Türkiye sınırları içinde içilen rakı, yeni yeni yaşüzüm v.b yumuşak tatlar kazanıyor. Kulüp Rakısı, ülke sınırları içindeki en has "Rakı"dır. Böyle söylememin sebebi içindeki %50 alkol oranından değil, cidden sert olan tadındandır.
Balkan sınırını geçtiğiniz zaman rakı, daha sert tatlarda, kısa (shot) içimine uygun türlere dönüşüyor.
Orta Doğu sınırını geçtiğiniz zaman rakı, daha yumuşak ve aromatik tatlara kavuşuyor, shot veya uzun içimli (tercihen az) türlere dönüşüyor.

Kısacası biraz düşünerek ülkelerin baharat kullanımları, iklimleriyle ilgili mutfaklarının değişebildiğini anlıyoruz.

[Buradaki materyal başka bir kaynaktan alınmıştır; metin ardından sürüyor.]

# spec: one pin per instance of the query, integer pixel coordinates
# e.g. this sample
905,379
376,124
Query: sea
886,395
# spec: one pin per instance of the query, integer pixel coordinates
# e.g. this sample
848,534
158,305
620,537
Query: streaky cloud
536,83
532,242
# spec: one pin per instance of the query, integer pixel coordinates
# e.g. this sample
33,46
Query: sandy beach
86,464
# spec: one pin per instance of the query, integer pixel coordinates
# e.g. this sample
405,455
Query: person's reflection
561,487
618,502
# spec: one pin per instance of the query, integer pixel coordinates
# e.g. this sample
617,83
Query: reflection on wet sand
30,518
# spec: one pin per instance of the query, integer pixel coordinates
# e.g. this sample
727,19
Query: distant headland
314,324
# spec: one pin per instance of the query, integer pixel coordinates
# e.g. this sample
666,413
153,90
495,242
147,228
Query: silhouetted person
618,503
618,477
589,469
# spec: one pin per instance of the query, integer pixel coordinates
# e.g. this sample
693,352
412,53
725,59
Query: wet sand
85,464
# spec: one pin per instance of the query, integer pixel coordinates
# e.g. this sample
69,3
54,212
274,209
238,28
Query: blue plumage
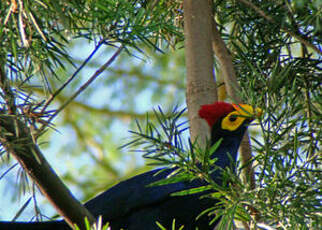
133,205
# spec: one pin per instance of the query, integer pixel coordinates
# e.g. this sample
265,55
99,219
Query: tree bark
233,89
201,85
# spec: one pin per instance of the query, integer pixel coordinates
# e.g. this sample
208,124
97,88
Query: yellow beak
248,111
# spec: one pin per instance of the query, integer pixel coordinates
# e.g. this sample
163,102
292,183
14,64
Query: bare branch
201,85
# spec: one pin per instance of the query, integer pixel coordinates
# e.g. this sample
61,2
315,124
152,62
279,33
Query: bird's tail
49,225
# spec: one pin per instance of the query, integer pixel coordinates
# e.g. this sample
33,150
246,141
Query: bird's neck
226,153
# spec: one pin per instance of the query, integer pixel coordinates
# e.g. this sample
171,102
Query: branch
302,39
17,140
233,90
201,86
83,87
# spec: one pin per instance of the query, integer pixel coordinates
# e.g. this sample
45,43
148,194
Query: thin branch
302,39
34,163
83,87
72,77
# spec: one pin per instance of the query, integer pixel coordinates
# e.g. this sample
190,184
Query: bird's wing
134,194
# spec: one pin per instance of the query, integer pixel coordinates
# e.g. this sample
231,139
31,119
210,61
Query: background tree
276,53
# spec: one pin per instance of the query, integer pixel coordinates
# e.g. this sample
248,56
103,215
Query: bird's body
134,205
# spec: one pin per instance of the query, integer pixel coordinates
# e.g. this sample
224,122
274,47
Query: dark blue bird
133,205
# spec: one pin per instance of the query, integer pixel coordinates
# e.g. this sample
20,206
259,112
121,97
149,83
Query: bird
133,205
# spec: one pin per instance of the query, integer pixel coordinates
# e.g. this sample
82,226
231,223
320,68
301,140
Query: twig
72,77
291,33
83,87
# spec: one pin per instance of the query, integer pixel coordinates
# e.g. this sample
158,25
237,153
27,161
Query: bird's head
227,119
228,122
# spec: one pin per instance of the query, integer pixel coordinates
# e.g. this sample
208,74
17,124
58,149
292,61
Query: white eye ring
232,118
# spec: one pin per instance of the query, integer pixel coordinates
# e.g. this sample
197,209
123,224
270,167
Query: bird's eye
232,118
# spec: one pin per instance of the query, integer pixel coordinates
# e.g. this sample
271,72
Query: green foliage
275,49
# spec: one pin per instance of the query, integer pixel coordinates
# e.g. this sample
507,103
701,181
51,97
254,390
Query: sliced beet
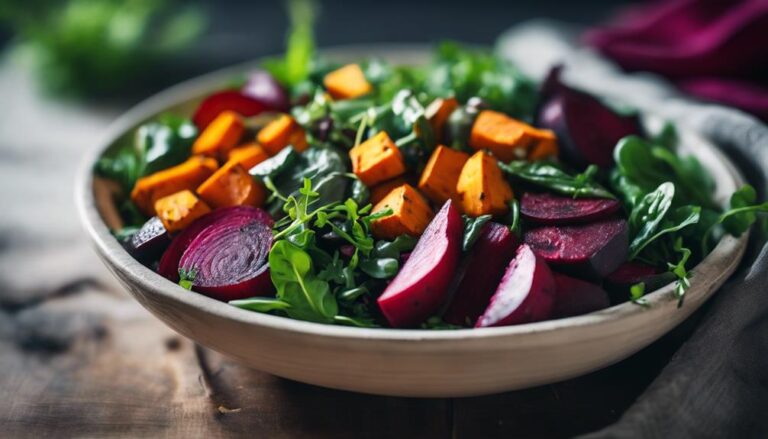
575,296
525,294
587,251
630,273
149,242
587,130
549,209
482,268
228,100
228,258
169,262
421,285
264,88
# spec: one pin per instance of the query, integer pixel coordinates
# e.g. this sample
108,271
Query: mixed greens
455,193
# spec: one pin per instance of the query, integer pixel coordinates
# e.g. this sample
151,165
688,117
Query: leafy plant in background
95,47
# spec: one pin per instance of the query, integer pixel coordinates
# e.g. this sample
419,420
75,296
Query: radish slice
483,267
550,209
421,286
169,263
587,251
575,296
229,259
525,294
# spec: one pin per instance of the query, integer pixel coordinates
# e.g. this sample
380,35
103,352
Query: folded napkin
716,385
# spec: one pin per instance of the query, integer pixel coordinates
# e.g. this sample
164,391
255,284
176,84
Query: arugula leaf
295,66
472,229
550,176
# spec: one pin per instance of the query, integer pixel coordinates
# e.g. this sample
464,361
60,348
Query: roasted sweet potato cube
544,146
248,155
179,209
347,82
508,139
231,185
280,133
377,159
482,188
438,113
439,178
381,190
220,136
410,214
187,175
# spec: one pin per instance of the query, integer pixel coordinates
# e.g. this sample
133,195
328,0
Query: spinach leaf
472,229
550,176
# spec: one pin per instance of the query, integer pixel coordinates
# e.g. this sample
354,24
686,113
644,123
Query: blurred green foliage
95,47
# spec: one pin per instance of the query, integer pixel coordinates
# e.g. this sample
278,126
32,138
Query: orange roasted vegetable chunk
231,185
410,214
439,178
178,210
508,139
280,133
437,114
381,190
220,136
347,82
482,188
377,160
187,175
248,155
544,146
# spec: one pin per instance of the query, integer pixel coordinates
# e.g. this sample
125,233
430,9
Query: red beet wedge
483,266
421,286
525,294
169,262
575,296
551,209
586,251
228,259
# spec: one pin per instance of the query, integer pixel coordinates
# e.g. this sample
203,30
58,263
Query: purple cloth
716,50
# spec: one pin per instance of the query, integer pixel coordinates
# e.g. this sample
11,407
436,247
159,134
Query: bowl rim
114,253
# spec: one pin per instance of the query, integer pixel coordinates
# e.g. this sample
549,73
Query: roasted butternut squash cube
437,114
347,82
508,139
439,178
545,145
381,190
377,159
248,155
231,185
220,136
410,214
482,188
187,175
178,210
280,133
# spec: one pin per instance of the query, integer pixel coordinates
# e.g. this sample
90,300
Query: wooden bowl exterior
400,362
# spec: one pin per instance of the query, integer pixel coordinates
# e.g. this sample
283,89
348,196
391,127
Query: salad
454,194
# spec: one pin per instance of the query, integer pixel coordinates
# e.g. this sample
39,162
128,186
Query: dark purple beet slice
148,243
525,294
228,100
229,258
630,273
421,286
587,130
169,262
264,88
586,251
551,209
575,296
480,274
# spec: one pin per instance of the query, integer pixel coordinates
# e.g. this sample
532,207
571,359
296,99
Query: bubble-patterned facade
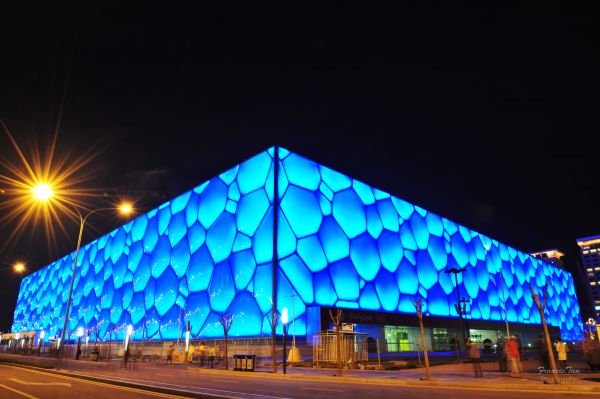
341,243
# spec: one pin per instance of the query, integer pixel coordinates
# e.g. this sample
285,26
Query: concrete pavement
311,383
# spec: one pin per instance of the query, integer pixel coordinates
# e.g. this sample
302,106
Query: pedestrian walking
170,352
562,349
512,353
202,354
501,355
126,358
212,353
542,352
474,349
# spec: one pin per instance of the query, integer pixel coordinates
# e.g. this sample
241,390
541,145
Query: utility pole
337,322
542,308
419,308
275,257
458,306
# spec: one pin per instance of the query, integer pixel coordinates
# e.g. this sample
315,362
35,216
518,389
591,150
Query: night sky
484,116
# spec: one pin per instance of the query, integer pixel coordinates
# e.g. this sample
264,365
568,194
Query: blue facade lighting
340,243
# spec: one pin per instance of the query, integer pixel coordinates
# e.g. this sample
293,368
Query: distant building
590,256
336,243
552,256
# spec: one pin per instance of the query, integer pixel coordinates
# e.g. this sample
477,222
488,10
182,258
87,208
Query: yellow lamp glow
19,267
125,208
42,191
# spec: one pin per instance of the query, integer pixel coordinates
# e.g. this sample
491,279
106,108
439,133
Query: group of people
207,354
510,350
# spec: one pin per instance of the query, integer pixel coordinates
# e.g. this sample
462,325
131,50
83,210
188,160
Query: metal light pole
284,320
458,306
125,209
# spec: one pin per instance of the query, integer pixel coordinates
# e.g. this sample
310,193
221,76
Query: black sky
487,116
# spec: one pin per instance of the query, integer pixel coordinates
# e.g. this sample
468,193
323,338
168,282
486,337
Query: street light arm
82,220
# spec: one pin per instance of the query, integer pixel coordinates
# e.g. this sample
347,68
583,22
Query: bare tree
226,320
419,308
273,323
337,322
542,308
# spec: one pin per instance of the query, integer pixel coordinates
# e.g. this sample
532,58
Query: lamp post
19,269
284,320
128,334
458,305
41,341
124,209
79,335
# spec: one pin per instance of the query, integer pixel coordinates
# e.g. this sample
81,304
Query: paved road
23,383
262,388
19,383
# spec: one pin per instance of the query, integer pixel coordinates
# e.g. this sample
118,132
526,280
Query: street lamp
128,336
42,191
41,341
79,335
458,305
19,268
284,320
124,209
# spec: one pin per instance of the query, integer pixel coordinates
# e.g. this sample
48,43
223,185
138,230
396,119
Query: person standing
542,352
501,356
562,349
512,353
170,354
212,353
475,355
126,358
202,353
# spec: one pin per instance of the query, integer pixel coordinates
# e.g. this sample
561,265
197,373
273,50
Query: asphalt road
19,383
25,383
265,388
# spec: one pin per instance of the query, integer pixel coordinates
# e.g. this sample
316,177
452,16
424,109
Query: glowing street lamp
284,320
19,267
42,192
41,341
124,209
128,335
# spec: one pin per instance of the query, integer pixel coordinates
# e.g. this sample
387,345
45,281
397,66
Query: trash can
250,362
237,362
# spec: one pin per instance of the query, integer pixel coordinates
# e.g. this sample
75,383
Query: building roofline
588,240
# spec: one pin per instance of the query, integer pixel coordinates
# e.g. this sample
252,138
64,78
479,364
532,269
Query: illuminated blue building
340,243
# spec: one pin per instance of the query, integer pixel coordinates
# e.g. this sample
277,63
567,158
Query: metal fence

- Rakı, bir iki dubleyi geçecek şekilde uzun içimli olacaksa, muhabbet söz konusuysa, asla ve asla ana yemek içkisi değildir.
- Yanında lakerda, tuzlu hamsi gibi güçlü tatlara sahip olmayan balıkları yemek demek ilk yudum rakıdan sonra ağzınızda sadece bir pelte çiğniyor olacaksınız demektir.
- Rakı, aç karnına içilecek bir içki değildir. Tercihen iki saat öncesinde güzel bir yemek yemiş olun. Karnınızı tıkabasa doyurmayın.
- Yanında sevebileceğiniz türden mezeler bulundurun. Bu mezeler sizin yaşadığınız yörelerde alıştığınız tatlara yakın tatlarda olabilecekleri gibi, Rakı'nın gibi güçlü tadına aşık atabilecek aroma/baharatlara sahip olabilir ve aynı zamanda yüksek alkolü midenizde problem yaratmayacak şekilde almanıza yardımcı olacak zeytinyağlı/tereyağlı lezzetler olabilir.
- Günümüzde pek fark edilmez ama, rakının muhabbeti, ağza alınan lokmayla devam eder. Bir tenis maçı gibi, birisi bir lokma mezeyi ağzına atıp keyifle çiğnerken karşı tarafı dinler, ve muhabbet bu şekilde ilerler.
- Mümkünse açıkhavada veya balkondaiçin. Oksijen hem kafayı yerinde tutar, hem keyfi.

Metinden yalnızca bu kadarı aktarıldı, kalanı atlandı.